Rosenior seemed like the obvious choice from outsiders – his eloquence regarding the game has long been demonstrated with his punditry on Sky Sports. But Derby owner and chairman Mel Morris (for now at least) has a recent history of giving chances to high profile first-time managers. Looking at you, Frank Lampard.
The situation Lampard walked into was much cushier, however. Derby had been defeated in the playoffs by eventual winners Fulham, and while the squad is in need of refreshing, he used his contacts to secure the big-name loans of Mason Mount, Fikayo Tomori and Harry Wilson. The Rams reached the playoffs again, but were beaten in the final by Aston Villa.
Rooney, meanwhile, took the reins of the worst team in the league. His best players are legendary journeyman Colin Kazim-Richards, Scottish hero David Marshall, 19-year-old academy product Jason Knight, and Poland international Krystian Bielik – the latter of whom suffered a season-ending injury last week. No pressure, Wayne.
Despite the huge task at hand, Rooney has navigated a tricky challenge successfully. Derby went into Friday’s 2-1 defeat at Watford in 17th, six points clear of the drop zone and having won eight of his 18 games in charge.
Rooney’s had to get creative and dug deep to squeeze all he can out of a young squad whose financial struggles have been well documented.
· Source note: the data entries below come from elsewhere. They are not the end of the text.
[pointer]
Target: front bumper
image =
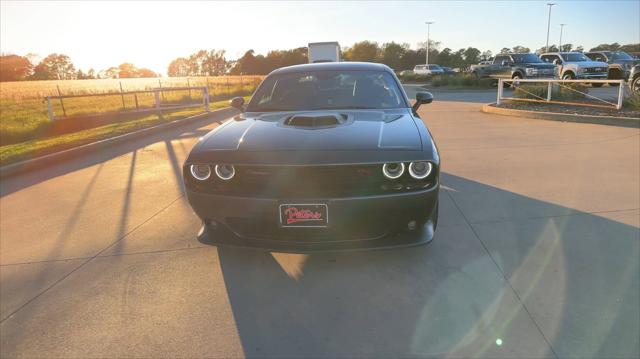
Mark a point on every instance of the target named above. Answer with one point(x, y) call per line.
point(602, 76)
point(354, 223)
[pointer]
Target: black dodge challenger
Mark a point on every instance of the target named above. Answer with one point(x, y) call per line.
point(324, 156)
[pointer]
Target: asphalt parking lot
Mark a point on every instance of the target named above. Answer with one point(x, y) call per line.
point(536, 255)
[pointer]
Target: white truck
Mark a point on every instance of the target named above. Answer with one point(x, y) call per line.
point(324, 52)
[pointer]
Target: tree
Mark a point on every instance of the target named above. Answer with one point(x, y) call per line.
point(542, 50)
point(566, 47)
point(54, 67)
point(127, 70)
point(521, 49)
point(471, 56)
point(178, 67)
point(607, 47)
point(14, 68)
point(363, 51)
point(630, 48)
He’s known for his game-to-game tinkering (take a look at the replies to any lineup from Derby’s Twitter account) and his refreshingly honest responses in press conferences, even regarding the club’s potential takeover.
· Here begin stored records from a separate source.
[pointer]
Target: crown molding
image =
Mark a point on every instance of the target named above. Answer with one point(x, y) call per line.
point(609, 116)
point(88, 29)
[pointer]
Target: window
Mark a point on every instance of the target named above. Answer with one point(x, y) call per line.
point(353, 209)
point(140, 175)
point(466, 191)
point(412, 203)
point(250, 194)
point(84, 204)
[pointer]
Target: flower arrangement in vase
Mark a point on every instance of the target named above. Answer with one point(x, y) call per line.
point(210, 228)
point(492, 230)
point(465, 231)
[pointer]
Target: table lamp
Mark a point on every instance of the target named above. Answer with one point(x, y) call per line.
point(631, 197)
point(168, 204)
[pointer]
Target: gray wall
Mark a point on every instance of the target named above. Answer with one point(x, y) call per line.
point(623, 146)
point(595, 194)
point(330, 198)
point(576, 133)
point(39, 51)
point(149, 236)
He was again subject to criticism on Twitter for his team selection pre-Watford, making five changes from their midweek win at Wycombe.
Two goals in a manic few minutes separated the sides, but Derby managed to compete with a technical, high-pressing side that wouldn’t look out of place in the Premier League. The Rams switched back and forth between a 4-4-2 and 4-3-3 in an attempt to outwit Watford, ultimately without yielding any goals, but keeping one of the Championship’s best sides on their toes.
They did have a goal ruled out from a corner and looked most menacing from set plays – at which point Given would step to the forefront of the technical area and begin micro-managing. Derby went semi-viral recently for their innovative set-piece routines, having their attackers begin at the corner of the 18-yard box and then move in.
Rosenior was usually the one giving orders from the touchline, standing slightly behind the imposing figure of Rooney, his shoulders broadened with authority. Think Sam Allardyce and Sammy Lee but without looking like a caricature.
The manager and his assistant called for more urgency as the game went on, now sticking with an attacking 4-4-2 and pressing Watford back. Derby were matching up one of the league’s finest outfits, eventually forcing them into defensive reinforcements and at long last a goal (even if an own goal).
It wouldn’t be enough, but falling 2-1 to Watford at Vicarage Road is a mightily respectful result for a side fighting to beat the drop. Their season won’t be defined by a narrow defeat here.
The Rams still have big problems to fix – the supposed takeover has been dragging it’s heels for months and six of their players are loanees – but with Rooney in charge (flanked by Rosenior and Given, of course), the keys to Derby’s future are in the right hands.